If the current system of means and thresholds is to continue, then the same principles still apply.  Social Care funding should not be dependent on local authority priorities.  Recipients of social care services should not be dependent on a postcode lottery.  If the 2014 Care Act is to have meaning then as a national system, it should be nationally funded.



3)      How can the adult social care market be stabilised?


A sustainable and vibrant provider market delivering high quality care needs confidence in supply.  It also needs reassurance that the commissioned rate accurately reflects the cost of care being commissioned and allows for service and infrastructure development as part of those costs.


The assessment process, the funding formula for cost of care and the commissioning/contracting process need to be transparent.  And the commissioning should be outcomes based and not task focused in line with the vision of the 2014 Care Act.
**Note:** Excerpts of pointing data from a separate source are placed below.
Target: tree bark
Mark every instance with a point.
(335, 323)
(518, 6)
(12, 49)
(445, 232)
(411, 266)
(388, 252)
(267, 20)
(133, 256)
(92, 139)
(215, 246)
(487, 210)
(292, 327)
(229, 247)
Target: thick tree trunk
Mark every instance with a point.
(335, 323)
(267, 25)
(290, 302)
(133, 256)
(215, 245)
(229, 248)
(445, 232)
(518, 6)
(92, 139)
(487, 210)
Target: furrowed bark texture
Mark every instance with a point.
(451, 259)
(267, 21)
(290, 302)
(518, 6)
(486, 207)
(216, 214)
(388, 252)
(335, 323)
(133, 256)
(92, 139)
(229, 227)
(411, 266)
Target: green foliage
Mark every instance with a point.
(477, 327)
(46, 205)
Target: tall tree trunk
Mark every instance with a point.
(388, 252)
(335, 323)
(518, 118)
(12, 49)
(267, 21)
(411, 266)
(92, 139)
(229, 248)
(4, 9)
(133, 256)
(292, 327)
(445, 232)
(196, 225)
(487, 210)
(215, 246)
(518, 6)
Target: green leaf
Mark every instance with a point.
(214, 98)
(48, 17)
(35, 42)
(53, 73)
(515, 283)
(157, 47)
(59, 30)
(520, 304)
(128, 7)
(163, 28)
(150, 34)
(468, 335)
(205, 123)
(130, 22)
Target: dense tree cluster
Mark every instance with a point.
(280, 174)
Where there are environmental challenges (rurality/transport distances/specific needs/availability of staff/) there should be discretion for individual negotiation and amendment to standard contracts.
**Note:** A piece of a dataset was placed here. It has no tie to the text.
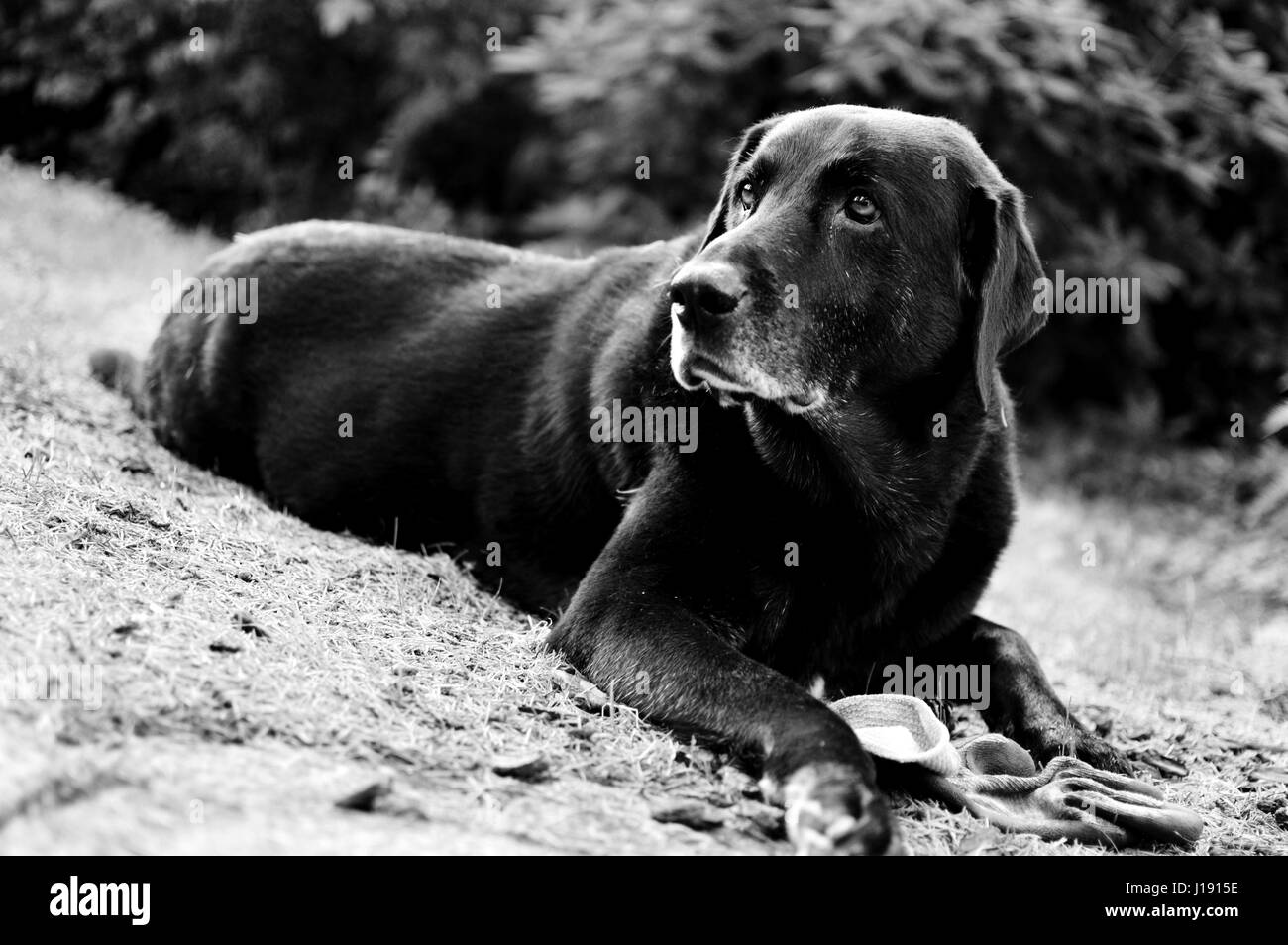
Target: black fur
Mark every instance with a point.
(671, 571)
At the same time the adult social care market needs flexibility to move between different types of provision without over-burdensome regulation and bureaucracy and should be incentivised to offer unique and innovative solutions to intractable problems.  We need to start thinking more about commissioning whole life services that allow the mix of independence, care and support to change in line with the needs of the individual.


A national pay framework that addresses the disparity in pay, job security and terms and conditions amongst those working for the NHS, the local authority and independent providers would help to stabilise the workforce, reduce churn and aid retention.



4)      How can the adult social care market be incentivised to compete on quality and/or innovation?


There are three elements to our response.  The first is around a culture of trust and transparency between commissioners and providers and in the commissioning process.  This culture would include a genuine and proven receptiveness to ideas and innovations and a desire to co-produce new models of care.


The second is around what is commissioned (ie outcomes, not activity) and the criteria/weighting used to give providers an opportunity and incentive to be creative.


The third is that we cannot escape the fact that social care is and has been for many years underfunded.  Good quality care will not be possible at any price.


Finally it is important that mixed messages are not inadvertently sent.  If quality is king then those that that deliver quality (however this is measured) should be rewardedA provider rated outstanding should be clear how their hard work to achieve great standards is being recognised.